The Orange Firemen’s Carnival is one of the town’s great traditions and there’s not much reason to change the formula. This year’s event, to be held August 1-4 on the town’s fairgrounds on Orange Center Road will feature the usual good, old-fashioned family fun it’s brought to residents for over 90 years.
If the weather cooperates, Carnival Chair and fireman Don Foyer expects about 5,000 people will visit the carnival each day throughout the four-day event. “We’ll have 20 rides, delicious fair food cooked by our volunteers, raffles, fireworks on Friday and Saturday night and games like we always do,” he said. “It’s the department’s major fundraiser of the year.” In addition to food selections that include hot dogs, hamburgers, fried dough and chicken and roast beef sandwiches, this year Eli’s Restaurant will offer lobster rolls for the first time.
The carnival dates back to 1925 – the year the town established its volunteer fire department. Although fire and town officials can’t swear to it – the carnival has been held consecutively each year since then except for two – once during a smallpox epidemic and again during World War II. Though the size of the carnival has expanded dramatically from the days when it was held on the town’s green, the spirit of the event remains the same. While the fire department holds a boot drive, sends out donation envelopes and holds a few smaller fundraising events throughout the year, the carnival provides much of its operating budget for the year. “We took a major hit for a few years when we had to stop the donation mailings but since we’ve been able to resume that things are much better. So far we are on track for a good year,” Foyer said.
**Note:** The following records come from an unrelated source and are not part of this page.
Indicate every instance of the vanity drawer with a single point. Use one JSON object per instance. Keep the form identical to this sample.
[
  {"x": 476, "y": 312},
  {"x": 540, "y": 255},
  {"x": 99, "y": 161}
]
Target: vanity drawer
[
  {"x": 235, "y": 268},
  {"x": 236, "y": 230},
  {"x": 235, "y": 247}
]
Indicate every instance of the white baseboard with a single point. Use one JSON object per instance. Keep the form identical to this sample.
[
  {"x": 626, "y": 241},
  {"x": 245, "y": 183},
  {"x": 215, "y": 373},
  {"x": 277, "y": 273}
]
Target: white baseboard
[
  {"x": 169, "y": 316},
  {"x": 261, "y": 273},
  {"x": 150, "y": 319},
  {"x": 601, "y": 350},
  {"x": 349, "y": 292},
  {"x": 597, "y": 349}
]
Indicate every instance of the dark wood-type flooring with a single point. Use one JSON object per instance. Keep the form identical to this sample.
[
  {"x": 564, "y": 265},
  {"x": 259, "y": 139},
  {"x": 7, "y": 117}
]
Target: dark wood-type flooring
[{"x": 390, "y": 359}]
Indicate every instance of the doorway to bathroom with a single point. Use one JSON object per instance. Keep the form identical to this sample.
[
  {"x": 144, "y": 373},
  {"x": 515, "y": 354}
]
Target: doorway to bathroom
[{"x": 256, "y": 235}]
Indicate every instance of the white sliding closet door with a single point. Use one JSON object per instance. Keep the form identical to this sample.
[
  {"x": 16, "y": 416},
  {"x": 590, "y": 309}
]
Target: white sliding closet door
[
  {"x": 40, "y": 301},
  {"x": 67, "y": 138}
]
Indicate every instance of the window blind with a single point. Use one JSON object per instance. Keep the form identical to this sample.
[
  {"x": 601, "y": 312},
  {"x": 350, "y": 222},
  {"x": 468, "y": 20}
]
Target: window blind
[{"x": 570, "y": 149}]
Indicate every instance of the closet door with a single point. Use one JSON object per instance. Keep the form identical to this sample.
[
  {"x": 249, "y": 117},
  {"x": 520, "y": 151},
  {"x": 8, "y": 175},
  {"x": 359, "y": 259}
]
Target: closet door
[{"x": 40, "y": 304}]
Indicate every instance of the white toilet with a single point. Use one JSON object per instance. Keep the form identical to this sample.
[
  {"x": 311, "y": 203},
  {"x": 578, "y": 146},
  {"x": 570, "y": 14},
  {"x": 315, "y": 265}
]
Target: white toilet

First Selectman Jim Zeoli hopes residents attend the carnival and support the fire department. “Many people in Orange are unaware that our fire department is all volunteer and it relies on donations and the willingness of residents and outsiders to spend at the Carnival,” he said. “I am proud of the department and I too gave over 20 years of service as a volunteer. I urge any residents who are able to buy a few raffle tickets and support the efforts of the volunteers.”
This year’s proceeds will help pay for the new, 75-foot ladder, Quaint fire truck which the department custom-ordered over a year ago for $850,000. “It finally rolled into town last week and it will be on display at the carnival,” Foyer said.